Mark Fišel, please describe what exactly this project is about?
It all began with language technologists from four universities wanting to do a European Commission-funded research project together on machine translation. One idea was to fit machine translation into a web browser. Thanks to a contact person at the University of Edinburgh, we asked Mozilla to be our partner and in January 2019 the project kicked off. This is a research project, which means that most of our activity is exploratory: we are studying how we could alter the best existing machine translation methods in a way to make them even better.

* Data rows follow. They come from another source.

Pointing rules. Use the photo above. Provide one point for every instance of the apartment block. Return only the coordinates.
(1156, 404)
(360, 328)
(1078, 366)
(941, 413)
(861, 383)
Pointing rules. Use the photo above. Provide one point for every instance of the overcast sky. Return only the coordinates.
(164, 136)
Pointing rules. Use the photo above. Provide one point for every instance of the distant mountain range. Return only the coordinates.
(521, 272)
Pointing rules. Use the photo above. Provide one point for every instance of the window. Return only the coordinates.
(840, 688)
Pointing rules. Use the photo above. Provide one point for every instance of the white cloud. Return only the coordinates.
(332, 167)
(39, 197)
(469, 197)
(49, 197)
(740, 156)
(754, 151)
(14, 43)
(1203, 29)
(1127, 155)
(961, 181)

What exactly is machine translation?
The principle of machine translation is easy to explain: a machine or a computer must translate one text from one language to another automatically. It is one of the oldest language processing tasks, as this has been actively addressed since the beginning of the1950s. Despite the long history, ideal machine translation is yet to be developed, however, in practice, its quality is good enough for it to find use. Machine translated text is mainly used in post-editing, where the automatically translated text is manually corrected. With many topics, the average time needed for post-editing is less than what is required for translating from scratch.

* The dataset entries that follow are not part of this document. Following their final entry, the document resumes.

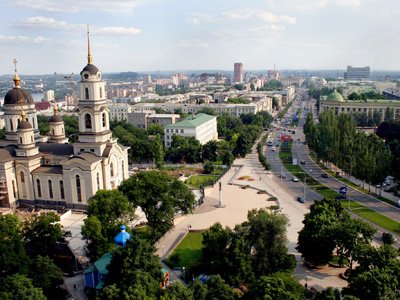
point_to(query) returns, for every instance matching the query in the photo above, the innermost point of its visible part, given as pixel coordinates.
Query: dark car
(340, 197)
(300, 199)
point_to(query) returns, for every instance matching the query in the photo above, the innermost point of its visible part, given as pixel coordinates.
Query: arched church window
(78, 188)
(39, 188)
(50, 189)
(62, 193)
(104, 119)
(88, 121)
(86, 93)
(112, 170)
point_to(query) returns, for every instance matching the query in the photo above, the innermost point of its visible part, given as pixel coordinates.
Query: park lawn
(188, 251)
(198, 181)
(142, 232)
(373, 216)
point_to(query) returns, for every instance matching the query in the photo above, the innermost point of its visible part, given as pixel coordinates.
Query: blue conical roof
(122, 237)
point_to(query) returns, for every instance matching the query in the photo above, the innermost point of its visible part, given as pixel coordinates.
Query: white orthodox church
(47, 171)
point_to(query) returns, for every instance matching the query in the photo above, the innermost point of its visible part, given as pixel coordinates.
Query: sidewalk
(366, 186)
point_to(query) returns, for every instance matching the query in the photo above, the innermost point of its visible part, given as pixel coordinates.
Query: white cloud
(267, 27)
(274, 19)
(193, 44)
(74, 6)
(23, 39)
(242, 15)
(200, 18)
(43, 22)
(116, 30)
(50, 23)
(353, 3)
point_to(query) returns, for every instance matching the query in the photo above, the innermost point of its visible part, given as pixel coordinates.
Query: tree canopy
(160, 196)
(107, 210)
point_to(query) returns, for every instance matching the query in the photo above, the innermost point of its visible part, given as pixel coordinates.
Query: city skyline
(48, 36)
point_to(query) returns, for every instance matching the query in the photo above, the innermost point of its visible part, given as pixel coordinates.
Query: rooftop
(193, 121)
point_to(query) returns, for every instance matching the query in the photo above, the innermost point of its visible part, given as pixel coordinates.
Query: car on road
(301, 199)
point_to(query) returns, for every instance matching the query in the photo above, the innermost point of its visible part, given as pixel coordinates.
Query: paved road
(301, 151)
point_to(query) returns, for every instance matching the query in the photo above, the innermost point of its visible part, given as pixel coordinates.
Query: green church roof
(335, 96)
(192, 121)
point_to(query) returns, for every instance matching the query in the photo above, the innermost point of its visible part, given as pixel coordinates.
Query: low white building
(201, 126)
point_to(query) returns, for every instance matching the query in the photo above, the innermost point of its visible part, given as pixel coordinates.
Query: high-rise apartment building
(354, 73)
(238, 72)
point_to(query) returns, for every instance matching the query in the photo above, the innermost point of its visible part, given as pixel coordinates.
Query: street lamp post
(351, 167)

What needs to be done to make the quality of machine translation better? What does your daily work entail?
Our main role in this project is to make machine translation engines flexible and adaptable to the content and style of the text. For example, in the context of nature, the machine should translate the word aas as ‘meadow’, but recognising a text on knitting, aas should be translated as ‘loop’. Or seeing a formal English text, the Estonian translation should use the form ‘teie’ not ‘sina’. In the end, the programme should be able to make these decisions automatically.
We are also participating in other stages of the project: for example, we are working on the automatic estimation of translation quality. Its purpose being to decide after the generation of the translation whether it was successful or not. This is necessary to warn the user of a low-quality translation.

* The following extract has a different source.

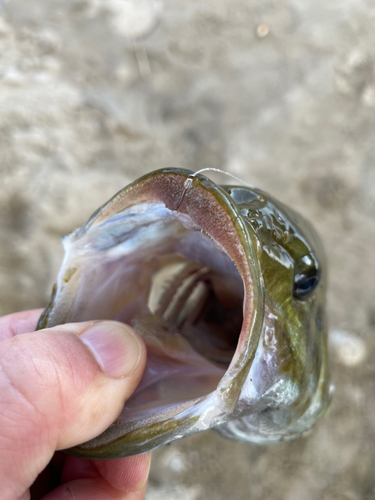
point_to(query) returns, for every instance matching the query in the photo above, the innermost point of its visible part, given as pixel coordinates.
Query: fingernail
(115, 346)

What is the final product if everything goes according to plan?
A large proportion of the project is research and experiments, but a working prototype will also be made. At the moment we plan to make the new technology available in the Firefox browser.
What is its main difference compared to Google’s current automatic translation?
The main difference with Google’s automatic translation and its machine translation plugin for Chrome is that Google Translate is cloud-based, which means that all text input is sent to Google’s servers for translating. Bergamot machine translation will work on the client’s computer and not on a cloud, which ensures the privacy of the texts.
The second characteristic is that existing translation engines – including Google’s and UT’s – translate single sentences without looking at the context. The contribution by the University of Tartu scientists should ensure that the translation engine adapts to the context and style of the entire web page and takes into account other additional information to improve translation quality.
What is the ‘shift to client-side translation’ that has received a lot of attention in English media?
Our partners at the Charles University in Prague are working on the so-called client-side translation. The idea is to provide the possibility of improving translation quality for users who are not fluent in the target language. The purpose of the machine translation system in this case would be to identify that part of the input as either being too complicated or ambiguous for successful translation, and to ask the user to rephrase it.
In conclusion, it may be said that the researchers at the University of Tartu Institute of Computer Science are working on applications, which most of the readers of this article probably use regularly. It is important to note that all the results of this research when finished, will be freely released with permissive licences. This project involves translations from English into Estonian, Polish, Czech, German, French and Spanish, and vice versa.